Ketua DPRD Kota Metro, Tondi MG Nasution mengatakan, banyak tantangan yang sudah dilewati Kota Metro. Terutama dalam meningkatkan kinerja dan pembangunan di Bumi Sai Wawai.

"Kita harus bergerak kembali, dengan keterbatasan saat ini jangan dijadikan penurunan performa. Kita tidak boleh kalah, harus bersatu dan bersama," katanya.

Tondi menjelaskan, dengan segala keterbatasan yang saat ini dimiliki, harus memiliki kelompok sehingga tujuan masyarakat bersama mendapatkan ridho dari Allah SWT.
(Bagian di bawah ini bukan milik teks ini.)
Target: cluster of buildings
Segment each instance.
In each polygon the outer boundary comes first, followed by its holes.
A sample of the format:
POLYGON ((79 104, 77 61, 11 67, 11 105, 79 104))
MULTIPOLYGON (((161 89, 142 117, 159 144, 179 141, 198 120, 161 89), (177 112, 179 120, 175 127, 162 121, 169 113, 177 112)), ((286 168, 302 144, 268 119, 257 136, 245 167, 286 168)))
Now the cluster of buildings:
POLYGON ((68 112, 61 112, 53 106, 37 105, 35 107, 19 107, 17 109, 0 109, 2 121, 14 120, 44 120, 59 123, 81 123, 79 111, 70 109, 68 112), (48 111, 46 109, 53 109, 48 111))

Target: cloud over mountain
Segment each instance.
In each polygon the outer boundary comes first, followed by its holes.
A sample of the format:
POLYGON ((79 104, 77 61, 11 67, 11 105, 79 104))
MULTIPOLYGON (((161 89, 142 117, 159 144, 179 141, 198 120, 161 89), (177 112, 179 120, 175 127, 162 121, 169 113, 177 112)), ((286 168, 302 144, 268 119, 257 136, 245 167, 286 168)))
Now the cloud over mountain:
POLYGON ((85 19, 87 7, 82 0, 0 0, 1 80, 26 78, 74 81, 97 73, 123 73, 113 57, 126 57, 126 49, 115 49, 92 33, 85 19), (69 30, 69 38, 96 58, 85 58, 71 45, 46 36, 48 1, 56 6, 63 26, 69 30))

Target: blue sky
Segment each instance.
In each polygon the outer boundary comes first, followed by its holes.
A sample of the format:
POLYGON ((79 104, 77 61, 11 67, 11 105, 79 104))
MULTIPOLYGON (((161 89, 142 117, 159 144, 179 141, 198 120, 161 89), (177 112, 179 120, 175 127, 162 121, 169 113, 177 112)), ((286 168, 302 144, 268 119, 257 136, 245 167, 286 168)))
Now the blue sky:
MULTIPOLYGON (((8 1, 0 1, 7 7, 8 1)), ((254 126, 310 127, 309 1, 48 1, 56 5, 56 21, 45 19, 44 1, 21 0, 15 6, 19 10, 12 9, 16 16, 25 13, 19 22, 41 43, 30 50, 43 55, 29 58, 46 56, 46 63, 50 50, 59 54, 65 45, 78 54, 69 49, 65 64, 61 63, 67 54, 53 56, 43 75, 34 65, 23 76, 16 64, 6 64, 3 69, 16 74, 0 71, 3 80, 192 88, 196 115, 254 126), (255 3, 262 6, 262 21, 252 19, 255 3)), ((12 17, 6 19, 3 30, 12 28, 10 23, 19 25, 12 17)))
"Pokoknya dengan segala situasi dan kondisi yang ada. Kita harus tetap semangat dan positif thinking. Mudah-mudahan Kota Metro kedepan bisa lebih baik dan kepada masyarakat kami mohon maaf apabila dalam masa kepemimpinan kami masih banyak kekurangan," jelasnya.

Ditegaskan Tondi, momentum HUT kota Metro ke 85 ini, pihaknya akan selalu menampung apapun aspirasi masyarakat.

"Sering-seringlah mengingatkan kami agar menjadi lebih baik lagi. Harapan saya Kota Metro menjadi lebih baik lagi, semua infrastruktur akan menjadi atensi dalam perbaikan. Terutama dalam kesejahteraan masyarakat," tegasnya.

Diwarnai Interupsi

Baru kali ini dalam sejarah, Sidang Paripurna memperingati HUT Kota Metro  diwarnai interupsi. Sekretaris Komisi I DPRD Kota Metro Amrulloh sangat menyayangkan kinerja Walikota Metro yang tidak memahami tentang sejarah Kota Metro.

Saat interupsi pada paripurna DPRD di HUT Kota Metro ke-85, Amrulloh menegaskan, menurutnya Walikota Metro jangan hanya membicarakan cagar budaya Kota Metro saja, tetapi tidak mengerti sejarahnya.

“Jadi jangan pernah berbicara tentang cagar budaya pak wali, tentang sejarah, kalau bapak tidak mencoba belajar dan memahami sejarah,” tegasnya.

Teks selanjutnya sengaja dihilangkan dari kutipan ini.